Behind quarterback Andrew Luck, the Cardinal could be the best one-loss team in college football.
By: Steven Lassan | 11/9/10, 12:58 AM EST
You have to wonder if Stanford would like another shot at the mighty Oregon Ducks. Granted, no team in its right mind would relish the chance to play the Ducks right now. Oregon is a machine, thoroughly steamrolling any opponent that gets in its way. But Stanford is approaching that level. The Cardinal emphatically demonstrated that they were the second-best team in the Pac-10 with a dominating 42–17 win over Arizona.
Stanford and Arizona entered the game tied for second place and were considered the next level of elite teams after Oregon. But the Wildcats weren’t even in the same class as the Cardinal. Stanford outmanned and outschemed Arizona, especially on offense where it piled up 510 yards. The Wildcats entered the night ranked 10th nationally in total defense.
While Stanford has been able to score points all season, its defense is also improving. Arizona has one of the most balanced, potent offenses in the Pac-10 but could never consistently get anything going against the Cardinal. Quarterback Nick Foles, returning from a two-game absence due to a dislocated kneecap, was 28-of-48 for 248 yards but was under a good amount of pressure from Stanford’s defensive front for most of the night.
The Cardinal’s only loss this season is at Oregon, and even in that game Stanford had the Ducks on the ropes in the first quarter when it raced out to a 21–3 lead. Oregon’s unstoppable offense proved to be just that, and the Ducks eventually won, 52–31. The only other game this season in which Stanford has been tested came against USC, when it took a Nate Whitaker field goal as time expired to notch a 37–35 win.
So the Cardinal keep rolling along, seemingly headed for a second-place finish in the Pac-10. The Cardinal’s final three games are at Arizona State, at Cal and at home against Oregon State. Stanford should be favored in all three of those games.
Stanford probably won’t catch Oregon. The Ducks look unbeatable and hold the head-to-head tiebreaker over the Cardinal. It would be a heck of a lot of fun to see Stanford get another shot at the Ducks. Instead, the Cardinal can hope for a Rose Bowl berth if Oregon makes it to the BCS championship game.
Oregon 53, Washington 16
California 20, Washington State 13
UCLA 17, Oregon State 14
Stanford 42, Arizona 17
USC 34, Arizona State 33
Saying the Pac-10 has parity is nothing more than an eye-rolling cliché, but it’s hard to ignore the curiousness of UCLA’s victory over Oregon State. The Bruins had been completely uninspiring lately, losing three in a row, including blowout defeats to Cal and Oregon. The Beavers, meanwhile, looked as though maybe they had recovered from the hangover of wide receiver James Rodgers’ season-ending knee injury when they throttled Cal, 35–7.

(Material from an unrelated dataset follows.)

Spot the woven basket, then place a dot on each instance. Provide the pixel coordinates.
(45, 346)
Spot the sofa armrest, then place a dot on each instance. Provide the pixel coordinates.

Instead, Oregon State went to Pasadena and put on a completely disappointing performance, letting the Bruins hang around enough for All-America kicker Kai Forbath to drill a 51-yard field goal as time expired for a 17–14 win.
Even without Rodgers, the Pac-10’s top receiver, the Beavers appear to be substantially better than the Bruins. They still have dynamic running back Jacquizz Rodgers, dominating defensive tackle Stephen Paea and arguably the best coaching staff in the Pac-10. UCLA, meanwhile, is maddeningly inconsistent and has lost starting quarterback Kevin Prince for the season.
That didn’t matter Saturday, especially after the replay official put one second back on the clock to allow Forbath to attempt his game-winner. Time originally expired after wide receiver Randall Carroll stepped out of bounds following a catch. But UCLA coach Rick Neuheisel challenged the ruling, and it was determined there was still one second remaining when Carroll stepped out.
The Beavers have been one of the most competitive teams in the conference in recent years, but suddenly they are in danger of missing a bowl game. Oregon State needs two more wins to become bowl-eligible but still must play No. 1 Oregon, No. 7 Stanford and USC. The Beavers host Washington State this weekend.
Oregon and Oregon State are the first losers in the new Pac-12. The conference released its first schedule for 2011 and neither Oregon school will visit USC or UCLA next season.
One of the stumbling blocks in aligning the new Pac-12 was determining how it would affect teams’ opportunities to play games in the Los Angeles area. Teams want to visit Southern California as much as possible because of recruiting implications.
The conference ultimately split the 12 teams into two divisions — North and South. Teams only play four of the six teams in the opposite division each season. In 2011, neither Oregon nor Oregon State plays at USC or UCLA.
When the Pac-12 released the 2011 schedule last week, it also announced scheduling would be done in two-year blocks, meaning teams would have the same opponents in back-to-back years, only at the opposite venue. The first-ever Pac-12 championship game will be held Dec. 3, at the site of the division winner with the best overall conference record.